Cuatrocientos años después de su muerte, no se hace sino hablar de usted, un madrileño cuya vida no tiene mucho que envidiar a su imaginación literaria. Ni su siglo XVI es tan diferente del actual, ni las aventuras menos desventuras, los amores tan desenamorados o las guerras matanceras, las cárceles se abren y se cierran, aunque los maravedíes son euros, las galeras semejan no navegar los mares, pero continúan disparándose una suerte de arcabuces y los quijotes no cesan de aumentar. Aunque le costaría de creer, hay un día al año para celebrar su aniversario, de modo que, incluso quienes nunca vayan a leerle se harán una idea de su figura de caballero y sospecharán que algo será lo que hay hecho para que, en cada antojadizo abril, vuelva usted, esté donde esté, y todo el mundo se ponga a interpretarle, recordarle o algo mejor: leerle, directamente, un ratito.

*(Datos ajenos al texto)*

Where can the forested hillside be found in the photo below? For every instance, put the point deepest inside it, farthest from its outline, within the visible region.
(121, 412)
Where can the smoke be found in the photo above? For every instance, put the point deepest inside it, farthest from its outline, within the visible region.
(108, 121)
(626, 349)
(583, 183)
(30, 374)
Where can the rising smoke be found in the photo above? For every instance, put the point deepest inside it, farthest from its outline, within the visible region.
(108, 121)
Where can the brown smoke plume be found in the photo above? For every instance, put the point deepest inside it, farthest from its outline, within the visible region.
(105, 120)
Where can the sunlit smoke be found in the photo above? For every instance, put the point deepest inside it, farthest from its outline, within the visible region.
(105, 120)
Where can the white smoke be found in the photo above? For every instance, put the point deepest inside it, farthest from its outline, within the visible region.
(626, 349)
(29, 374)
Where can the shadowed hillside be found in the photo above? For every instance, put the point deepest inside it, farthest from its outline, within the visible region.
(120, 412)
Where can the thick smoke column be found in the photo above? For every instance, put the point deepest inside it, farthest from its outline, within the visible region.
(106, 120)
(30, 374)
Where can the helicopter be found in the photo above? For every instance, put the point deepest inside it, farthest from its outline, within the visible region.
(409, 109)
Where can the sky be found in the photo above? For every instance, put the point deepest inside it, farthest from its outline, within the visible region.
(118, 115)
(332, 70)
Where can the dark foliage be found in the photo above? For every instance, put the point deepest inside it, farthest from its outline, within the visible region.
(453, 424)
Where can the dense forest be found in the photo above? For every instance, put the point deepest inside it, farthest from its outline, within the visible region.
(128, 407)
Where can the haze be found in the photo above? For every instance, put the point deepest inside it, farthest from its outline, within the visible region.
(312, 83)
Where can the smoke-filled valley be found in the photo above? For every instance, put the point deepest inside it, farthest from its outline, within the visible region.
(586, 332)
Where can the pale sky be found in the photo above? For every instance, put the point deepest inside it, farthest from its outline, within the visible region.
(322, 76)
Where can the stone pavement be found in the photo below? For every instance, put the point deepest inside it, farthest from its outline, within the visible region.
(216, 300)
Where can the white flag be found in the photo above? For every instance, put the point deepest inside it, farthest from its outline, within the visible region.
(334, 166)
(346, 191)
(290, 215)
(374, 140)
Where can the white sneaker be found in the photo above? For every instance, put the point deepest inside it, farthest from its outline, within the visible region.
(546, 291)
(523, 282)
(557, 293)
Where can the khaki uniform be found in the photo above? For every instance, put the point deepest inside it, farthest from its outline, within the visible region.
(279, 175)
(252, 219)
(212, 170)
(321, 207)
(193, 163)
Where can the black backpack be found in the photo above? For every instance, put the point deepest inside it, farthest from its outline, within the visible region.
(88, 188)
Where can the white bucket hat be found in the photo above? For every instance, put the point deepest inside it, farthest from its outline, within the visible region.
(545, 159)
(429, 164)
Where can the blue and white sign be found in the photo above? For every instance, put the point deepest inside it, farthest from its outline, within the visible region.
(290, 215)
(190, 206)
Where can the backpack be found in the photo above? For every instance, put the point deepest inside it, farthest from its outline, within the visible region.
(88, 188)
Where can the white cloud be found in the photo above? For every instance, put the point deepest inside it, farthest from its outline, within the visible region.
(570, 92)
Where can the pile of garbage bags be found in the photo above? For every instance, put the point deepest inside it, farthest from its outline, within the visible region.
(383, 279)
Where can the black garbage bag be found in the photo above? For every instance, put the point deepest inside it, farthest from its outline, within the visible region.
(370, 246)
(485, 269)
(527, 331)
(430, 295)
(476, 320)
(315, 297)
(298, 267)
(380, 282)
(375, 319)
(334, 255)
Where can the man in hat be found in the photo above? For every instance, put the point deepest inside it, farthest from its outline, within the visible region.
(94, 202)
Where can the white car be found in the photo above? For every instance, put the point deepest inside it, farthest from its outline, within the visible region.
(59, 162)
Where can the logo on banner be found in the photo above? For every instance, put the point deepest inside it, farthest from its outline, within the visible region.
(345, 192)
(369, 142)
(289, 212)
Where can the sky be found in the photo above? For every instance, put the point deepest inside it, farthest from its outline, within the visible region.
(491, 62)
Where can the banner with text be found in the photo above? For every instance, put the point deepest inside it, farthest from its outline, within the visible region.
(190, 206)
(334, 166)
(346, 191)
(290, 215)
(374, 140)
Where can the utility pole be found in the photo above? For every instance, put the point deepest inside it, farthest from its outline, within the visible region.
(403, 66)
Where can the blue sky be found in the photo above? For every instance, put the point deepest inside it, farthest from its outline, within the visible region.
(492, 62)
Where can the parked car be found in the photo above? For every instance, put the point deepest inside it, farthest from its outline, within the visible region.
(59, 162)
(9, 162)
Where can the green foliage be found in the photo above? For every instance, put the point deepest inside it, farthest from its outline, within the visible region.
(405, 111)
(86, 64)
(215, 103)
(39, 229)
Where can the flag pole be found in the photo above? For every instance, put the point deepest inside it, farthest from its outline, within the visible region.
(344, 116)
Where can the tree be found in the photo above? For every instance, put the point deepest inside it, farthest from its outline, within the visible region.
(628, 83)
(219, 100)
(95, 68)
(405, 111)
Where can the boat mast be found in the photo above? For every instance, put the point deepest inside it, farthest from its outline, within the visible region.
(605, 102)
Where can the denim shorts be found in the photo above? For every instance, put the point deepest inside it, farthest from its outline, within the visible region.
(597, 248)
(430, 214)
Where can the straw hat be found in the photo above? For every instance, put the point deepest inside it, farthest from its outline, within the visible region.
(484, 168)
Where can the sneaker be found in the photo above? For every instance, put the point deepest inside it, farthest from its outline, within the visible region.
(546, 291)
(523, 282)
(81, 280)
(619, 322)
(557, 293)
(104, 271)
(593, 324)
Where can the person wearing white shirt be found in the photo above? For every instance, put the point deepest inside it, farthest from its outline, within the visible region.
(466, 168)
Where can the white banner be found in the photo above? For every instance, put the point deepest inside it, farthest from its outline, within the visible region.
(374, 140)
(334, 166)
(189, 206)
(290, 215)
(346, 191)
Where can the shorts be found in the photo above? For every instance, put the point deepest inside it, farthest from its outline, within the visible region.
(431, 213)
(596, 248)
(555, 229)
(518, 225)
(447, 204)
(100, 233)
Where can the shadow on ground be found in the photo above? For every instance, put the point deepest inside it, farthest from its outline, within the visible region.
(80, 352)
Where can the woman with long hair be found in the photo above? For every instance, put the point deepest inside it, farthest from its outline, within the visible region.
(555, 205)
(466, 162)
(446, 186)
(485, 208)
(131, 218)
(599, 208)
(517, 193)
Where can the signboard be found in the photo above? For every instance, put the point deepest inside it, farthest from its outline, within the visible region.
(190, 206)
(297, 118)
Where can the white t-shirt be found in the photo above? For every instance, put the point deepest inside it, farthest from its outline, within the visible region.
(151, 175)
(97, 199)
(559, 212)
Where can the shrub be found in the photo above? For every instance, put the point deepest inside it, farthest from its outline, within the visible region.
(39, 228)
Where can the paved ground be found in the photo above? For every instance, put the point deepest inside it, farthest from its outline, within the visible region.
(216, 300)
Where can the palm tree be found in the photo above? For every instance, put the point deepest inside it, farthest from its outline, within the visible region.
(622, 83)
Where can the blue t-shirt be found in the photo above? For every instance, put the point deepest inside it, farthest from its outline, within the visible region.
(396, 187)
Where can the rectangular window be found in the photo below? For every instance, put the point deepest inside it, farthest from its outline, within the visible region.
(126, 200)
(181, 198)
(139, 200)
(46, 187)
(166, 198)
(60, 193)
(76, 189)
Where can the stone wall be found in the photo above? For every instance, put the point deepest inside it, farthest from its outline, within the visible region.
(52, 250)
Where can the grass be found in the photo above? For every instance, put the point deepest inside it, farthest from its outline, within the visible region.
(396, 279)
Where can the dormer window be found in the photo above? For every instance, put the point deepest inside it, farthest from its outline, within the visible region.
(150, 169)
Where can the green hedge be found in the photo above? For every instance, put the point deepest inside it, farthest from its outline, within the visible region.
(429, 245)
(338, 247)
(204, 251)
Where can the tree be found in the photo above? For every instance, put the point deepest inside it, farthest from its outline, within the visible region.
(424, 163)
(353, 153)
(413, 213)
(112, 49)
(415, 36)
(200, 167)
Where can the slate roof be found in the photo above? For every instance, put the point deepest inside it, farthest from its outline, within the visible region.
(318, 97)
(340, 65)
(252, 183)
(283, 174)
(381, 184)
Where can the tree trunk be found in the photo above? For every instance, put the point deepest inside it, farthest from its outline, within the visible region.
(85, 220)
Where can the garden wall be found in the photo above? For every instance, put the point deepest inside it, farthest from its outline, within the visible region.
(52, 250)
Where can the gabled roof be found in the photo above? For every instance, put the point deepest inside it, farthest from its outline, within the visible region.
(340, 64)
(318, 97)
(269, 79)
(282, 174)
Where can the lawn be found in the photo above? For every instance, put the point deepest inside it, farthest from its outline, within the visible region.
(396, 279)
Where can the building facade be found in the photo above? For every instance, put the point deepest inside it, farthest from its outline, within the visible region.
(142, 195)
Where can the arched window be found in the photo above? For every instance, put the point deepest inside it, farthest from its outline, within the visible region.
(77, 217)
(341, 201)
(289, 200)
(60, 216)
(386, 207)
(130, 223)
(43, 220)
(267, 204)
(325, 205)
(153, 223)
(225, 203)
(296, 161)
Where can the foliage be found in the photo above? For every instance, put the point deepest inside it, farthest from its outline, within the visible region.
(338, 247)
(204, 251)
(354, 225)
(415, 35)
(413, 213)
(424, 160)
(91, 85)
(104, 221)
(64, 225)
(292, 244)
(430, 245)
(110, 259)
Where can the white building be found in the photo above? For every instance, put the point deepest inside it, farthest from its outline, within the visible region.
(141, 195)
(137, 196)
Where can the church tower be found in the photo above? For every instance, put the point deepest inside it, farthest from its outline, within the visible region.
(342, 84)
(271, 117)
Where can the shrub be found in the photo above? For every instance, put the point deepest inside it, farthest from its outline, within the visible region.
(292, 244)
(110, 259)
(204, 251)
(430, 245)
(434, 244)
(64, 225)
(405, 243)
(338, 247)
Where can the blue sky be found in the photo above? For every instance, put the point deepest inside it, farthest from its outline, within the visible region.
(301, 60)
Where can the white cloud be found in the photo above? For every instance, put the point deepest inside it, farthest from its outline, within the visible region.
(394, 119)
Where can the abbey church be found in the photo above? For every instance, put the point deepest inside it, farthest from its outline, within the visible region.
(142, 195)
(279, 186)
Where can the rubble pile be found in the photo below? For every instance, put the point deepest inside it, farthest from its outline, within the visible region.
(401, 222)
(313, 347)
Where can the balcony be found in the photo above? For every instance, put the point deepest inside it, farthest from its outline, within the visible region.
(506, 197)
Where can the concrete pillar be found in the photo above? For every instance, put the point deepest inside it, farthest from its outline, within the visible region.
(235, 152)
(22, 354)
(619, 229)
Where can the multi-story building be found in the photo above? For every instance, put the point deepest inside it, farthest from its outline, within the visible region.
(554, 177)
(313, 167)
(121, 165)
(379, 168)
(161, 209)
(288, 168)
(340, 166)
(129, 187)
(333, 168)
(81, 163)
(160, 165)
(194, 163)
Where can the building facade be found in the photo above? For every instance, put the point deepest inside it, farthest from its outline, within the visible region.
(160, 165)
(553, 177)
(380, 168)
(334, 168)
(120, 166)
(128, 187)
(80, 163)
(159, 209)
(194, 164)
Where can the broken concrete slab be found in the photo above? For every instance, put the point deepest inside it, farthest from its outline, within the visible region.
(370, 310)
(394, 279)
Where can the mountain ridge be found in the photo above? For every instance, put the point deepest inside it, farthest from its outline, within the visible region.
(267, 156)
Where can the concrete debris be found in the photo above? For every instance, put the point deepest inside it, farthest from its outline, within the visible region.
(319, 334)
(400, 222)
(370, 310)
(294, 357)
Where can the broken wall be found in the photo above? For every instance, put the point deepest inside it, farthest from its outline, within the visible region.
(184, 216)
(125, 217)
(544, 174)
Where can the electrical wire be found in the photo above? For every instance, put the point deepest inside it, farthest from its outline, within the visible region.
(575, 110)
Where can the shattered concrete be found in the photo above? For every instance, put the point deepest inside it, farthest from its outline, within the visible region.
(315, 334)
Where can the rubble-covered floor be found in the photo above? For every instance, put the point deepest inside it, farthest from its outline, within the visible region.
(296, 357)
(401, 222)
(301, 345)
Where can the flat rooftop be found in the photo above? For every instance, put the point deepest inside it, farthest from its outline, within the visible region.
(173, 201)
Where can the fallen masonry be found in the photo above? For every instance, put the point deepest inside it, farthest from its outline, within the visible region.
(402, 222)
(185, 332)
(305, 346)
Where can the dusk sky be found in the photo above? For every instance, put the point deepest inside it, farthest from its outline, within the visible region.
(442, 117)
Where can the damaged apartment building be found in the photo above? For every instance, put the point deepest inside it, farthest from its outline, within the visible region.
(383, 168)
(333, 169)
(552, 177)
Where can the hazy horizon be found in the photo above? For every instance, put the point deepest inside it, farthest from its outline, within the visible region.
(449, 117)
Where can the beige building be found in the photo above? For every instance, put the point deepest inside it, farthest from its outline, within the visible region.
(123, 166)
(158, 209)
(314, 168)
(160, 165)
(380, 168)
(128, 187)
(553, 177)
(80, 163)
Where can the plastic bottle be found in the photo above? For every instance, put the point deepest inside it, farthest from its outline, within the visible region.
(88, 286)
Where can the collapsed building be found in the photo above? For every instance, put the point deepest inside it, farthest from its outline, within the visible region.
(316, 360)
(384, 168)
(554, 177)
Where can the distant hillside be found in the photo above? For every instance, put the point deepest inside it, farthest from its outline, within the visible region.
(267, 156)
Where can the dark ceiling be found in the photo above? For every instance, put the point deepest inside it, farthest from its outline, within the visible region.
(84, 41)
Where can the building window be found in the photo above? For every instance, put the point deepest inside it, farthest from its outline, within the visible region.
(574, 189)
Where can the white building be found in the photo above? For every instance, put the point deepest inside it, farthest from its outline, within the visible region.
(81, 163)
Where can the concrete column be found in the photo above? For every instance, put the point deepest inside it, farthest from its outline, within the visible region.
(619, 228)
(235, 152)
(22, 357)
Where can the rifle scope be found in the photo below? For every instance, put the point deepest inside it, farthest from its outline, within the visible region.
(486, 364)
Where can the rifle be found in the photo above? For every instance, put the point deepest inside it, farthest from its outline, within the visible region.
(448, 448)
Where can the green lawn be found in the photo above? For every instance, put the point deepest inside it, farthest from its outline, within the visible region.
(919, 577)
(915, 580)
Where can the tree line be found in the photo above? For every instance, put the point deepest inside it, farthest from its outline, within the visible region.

Querido don Miguel, qué angosto es aventurarse a vivir. Qué ensombrecidos anocheceres, qué amaneceres sin auroras, qué duro el pan en los molinos, que escasez de caballerosidad y qué zurradas las dulcineas, echadas las flores amargas. Se queman perros, se emigra cada cincuenta años, se pleitea siempre, se venden armas y se firman leyes y pactos para no cumplirlos. Un descarril de descarrilamientos. Creemos que no hay creer en nada, tan locos como cuerdos, dentro de nuestros zapatos polvorientos, sin saber lo que durará el combate. De reojo reconoceremos sus reconfortantes misceláneas.